Millions of Americans are finding it harder to save while adding to their debt burden with increased credit card usage.
A new anonymized analysis of self-reported financial data of Planswell users found that those with incomes above $75,000 saw a far larger increase in average credit card debt than those earning less, mostly likely due to the differing level of credit availability.
For the sub-$75K group there was a 6% increase year-over-year in average credit card debt, while three higher income bands ($75,000-100,000; $100K-150K; and above $150K) saw increases between 12% and 16%.
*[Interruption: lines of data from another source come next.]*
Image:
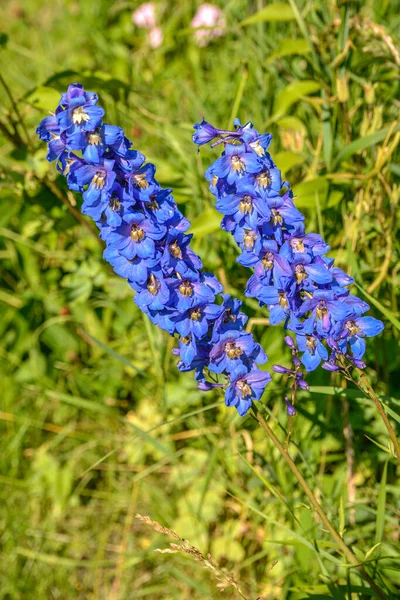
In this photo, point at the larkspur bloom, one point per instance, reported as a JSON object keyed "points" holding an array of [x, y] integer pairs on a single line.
{"points": [[293, 276], [147, 244]]}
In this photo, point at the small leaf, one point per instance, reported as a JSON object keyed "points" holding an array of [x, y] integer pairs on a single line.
{"points": [[385, 311], [44, 98], [363, 143], [207, 222], [291, 94], [287, 160], [272, 12], [370, 551], [288, 47], [306, 192]]}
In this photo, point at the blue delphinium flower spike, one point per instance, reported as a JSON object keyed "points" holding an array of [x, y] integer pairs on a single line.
{"points": [[293, 276]]}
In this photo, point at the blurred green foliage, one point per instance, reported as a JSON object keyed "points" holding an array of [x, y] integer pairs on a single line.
{"points": [[97, 424]]}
"The percentage of credit card debt relative to income is a striking indicator of the challenges individuals face in managing their financial obligations," said Eric Arnold, CEO of Planswell. "These worrying trends call for a comprehensive approach to address both the root causes and consequences of mounting credit card debt for all Americans."
Regardless of income, the analysis reveals an overall 16% increase in credit card balances.
"The surge in average credit card balances further exacerbates the financial burden on individuals and families," expressed Arnold. "This heightened reliance on credit may indicate a coping mechanism for immediate financial needs, but it also poses risks to long-term financial health."
Meanwhile, savings are losing steam with average monthly savings among the lowest income group down a staggering 41% in 2023 compared to 2022, with the next two highest groups showing a decrease of 21% and 13% respectively, and even a 2% decrease for those with incomes above $150,000.
"These significant reductions in average monthly savings underscore the widespread financial strain affecting Americans from all income groups," added Arnold. "The decline in savings rates is a critical indicator of the economic challenges faced by households, emphasizing the need for professional support and financial education."